Would you — should you — share your salary with a co-worker? Would you — should you — ask a co-worker to share theirs with you? A new movement called #TalkPay is underfoot and it says yes: Talk titles. Talk pay. Whoa, you say, isn’t this illegal? It is not. In fact, this story in MEL Magazine suggests that men embracing salary transparency is a step toward closing the wage gap. (Women on average still earn just 80 cents for every dollar men are paid, and women of color fare even worse. Black women earn 63 cents, Native American women earn 57 cents, and Latina women make 54 cents. Asian women at 87 cents are the exception.). In fact, it’s illegal in the U.S. for companies to add clauses to their contracts forbidding you from sharing salary information. On the HerMoney Podcast, former Redbook Editor Meredith Rollins opened up about her salary sharing experience — and how much it helped. But we’re interested in hearing from you. Have you tried it? What were the results? Send them to me at Jean@HerMoney.com. We’ll share in an upcoming newsletter.
Debt Vs. Diet?
Would you rather lose weight or reduce debt in 2019? According to a Compare Cards survey, 41 percent of Americans say that slashing debt is their top focus while 34 percent pointed to the pounds they wanted to shed. The good news for both groups? We’ve found that health and wealth go hand in hand — participants on the Debt Diet, a series I helped create on the Oprah show, often reported they lost weight as well — and, when you gain the skills to improve one area of your life, it makes it easier to improve another. HerMoney has got you covered with tips on how to do it strategically.

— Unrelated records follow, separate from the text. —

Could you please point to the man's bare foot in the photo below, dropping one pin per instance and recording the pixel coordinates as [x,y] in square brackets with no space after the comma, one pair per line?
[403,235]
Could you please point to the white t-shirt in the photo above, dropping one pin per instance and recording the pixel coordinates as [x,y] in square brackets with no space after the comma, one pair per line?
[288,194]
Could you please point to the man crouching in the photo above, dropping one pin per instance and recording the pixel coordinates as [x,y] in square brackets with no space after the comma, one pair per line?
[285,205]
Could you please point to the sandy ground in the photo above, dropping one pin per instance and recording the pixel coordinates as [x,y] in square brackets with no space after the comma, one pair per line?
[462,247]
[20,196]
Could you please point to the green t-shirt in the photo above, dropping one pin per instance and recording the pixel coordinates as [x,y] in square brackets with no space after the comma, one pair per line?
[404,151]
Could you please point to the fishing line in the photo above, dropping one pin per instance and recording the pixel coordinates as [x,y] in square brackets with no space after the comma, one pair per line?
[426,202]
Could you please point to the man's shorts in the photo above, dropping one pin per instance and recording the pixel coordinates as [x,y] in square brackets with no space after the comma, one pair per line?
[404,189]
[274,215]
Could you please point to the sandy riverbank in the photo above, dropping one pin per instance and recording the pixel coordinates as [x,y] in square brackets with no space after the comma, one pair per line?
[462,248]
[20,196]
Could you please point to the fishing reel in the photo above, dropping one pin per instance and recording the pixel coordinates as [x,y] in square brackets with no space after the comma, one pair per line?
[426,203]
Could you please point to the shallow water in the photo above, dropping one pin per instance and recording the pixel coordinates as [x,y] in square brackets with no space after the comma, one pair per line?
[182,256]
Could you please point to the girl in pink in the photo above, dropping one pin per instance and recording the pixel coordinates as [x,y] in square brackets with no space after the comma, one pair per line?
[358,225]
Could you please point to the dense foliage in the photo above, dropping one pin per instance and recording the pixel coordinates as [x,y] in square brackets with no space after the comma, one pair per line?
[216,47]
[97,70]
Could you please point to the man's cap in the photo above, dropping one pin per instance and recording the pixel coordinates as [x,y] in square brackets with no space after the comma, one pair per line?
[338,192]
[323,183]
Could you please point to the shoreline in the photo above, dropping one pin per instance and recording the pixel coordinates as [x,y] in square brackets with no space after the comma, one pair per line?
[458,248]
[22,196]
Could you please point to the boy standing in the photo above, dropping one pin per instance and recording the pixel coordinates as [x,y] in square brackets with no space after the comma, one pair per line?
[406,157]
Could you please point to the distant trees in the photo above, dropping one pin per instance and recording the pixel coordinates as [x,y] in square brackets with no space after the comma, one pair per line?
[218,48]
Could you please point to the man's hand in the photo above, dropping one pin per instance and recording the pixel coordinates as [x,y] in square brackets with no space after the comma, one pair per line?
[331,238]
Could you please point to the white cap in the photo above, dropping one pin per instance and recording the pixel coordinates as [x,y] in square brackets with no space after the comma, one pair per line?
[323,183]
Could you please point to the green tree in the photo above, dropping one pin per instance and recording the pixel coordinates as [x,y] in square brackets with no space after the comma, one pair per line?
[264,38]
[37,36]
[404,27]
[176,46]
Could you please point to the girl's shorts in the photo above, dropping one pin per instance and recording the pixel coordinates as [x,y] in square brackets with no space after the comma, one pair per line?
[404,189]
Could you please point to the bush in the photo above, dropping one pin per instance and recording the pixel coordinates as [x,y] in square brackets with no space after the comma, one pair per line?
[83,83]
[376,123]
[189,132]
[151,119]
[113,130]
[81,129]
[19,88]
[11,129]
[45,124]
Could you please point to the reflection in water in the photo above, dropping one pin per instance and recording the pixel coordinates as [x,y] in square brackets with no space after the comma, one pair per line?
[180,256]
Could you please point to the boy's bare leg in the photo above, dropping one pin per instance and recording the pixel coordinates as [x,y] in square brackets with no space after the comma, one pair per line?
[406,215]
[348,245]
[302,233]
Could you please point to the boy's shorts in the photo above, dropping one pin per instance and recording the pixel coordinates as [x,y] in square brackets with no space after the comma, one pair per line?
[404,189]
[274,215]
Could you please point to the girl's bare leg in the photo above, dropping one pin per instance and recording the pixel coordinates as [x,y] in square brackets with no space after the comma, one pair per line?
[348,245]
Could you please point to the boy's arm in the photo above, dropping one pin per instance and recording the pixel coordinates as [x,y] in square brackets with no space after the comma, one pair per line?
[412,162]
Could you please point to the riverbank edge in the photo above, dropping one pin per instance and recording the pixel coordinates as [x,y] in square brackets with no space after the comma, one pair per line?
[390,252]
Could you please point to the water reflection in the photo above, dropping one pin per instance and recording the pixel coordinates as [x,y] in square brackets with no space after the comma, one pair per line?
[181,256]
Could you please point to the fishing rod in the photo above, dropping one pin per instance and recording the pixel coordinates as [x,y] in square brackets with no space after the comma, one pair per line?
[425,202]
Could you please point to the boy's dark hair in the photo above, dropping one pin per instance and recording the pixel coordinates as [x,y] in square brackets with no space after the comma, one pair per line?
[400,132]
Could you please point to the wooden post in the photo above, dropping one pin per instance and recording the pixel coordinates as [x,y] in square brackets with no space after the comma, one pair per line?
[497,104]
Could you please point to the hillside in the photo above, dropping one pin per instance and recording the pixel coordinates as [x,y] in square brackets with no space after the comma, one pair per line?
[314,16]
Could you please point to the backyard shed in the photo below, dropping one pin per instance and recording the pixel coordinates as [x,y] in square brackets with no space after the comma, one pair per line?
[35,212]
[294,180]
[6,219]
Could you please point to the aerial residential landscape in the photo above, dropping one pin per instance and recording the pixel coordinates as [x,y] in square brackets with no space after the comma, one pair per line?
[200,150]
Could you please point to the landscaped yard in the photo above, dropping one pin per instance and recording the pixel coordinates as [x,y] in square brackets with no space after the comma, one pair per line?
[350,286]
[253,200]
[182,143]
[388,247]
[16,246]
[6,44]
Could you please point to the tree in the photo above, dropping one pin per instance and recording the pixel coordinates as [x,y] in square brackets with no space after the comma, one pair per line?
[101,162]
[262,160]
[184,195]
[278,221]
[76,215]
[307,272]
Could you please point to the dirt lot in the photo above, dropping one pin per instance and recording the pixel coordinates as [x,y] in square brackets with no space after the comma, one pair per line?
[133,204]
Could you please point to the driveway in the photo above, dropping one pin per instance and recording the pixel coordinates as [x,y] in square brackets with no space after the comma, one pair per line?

Say “No” To The Calendar Event
Finally, raise your hand if you like going to meetings? Keep it raised if you’re not fibbing. We thought so. And we’re all paying the price. According to a study by Doodle, the cost of poorly organized meetings in 2019 will be $399 billion in the U.S. These meetings have more than monetary consequences. Employees who had to sit through them also said they didn’t have time to do the rest of their work, that they lost focus on their projects and that the interaction with “irrelevant attendees” slowed down their progress. So how do we better use our time? Doodle suggests doing four things that can make all the difference: Set a clear objective for your meeting, have a clear agenda, don’t have too many in the room and use visual stimuli such as video and presentations.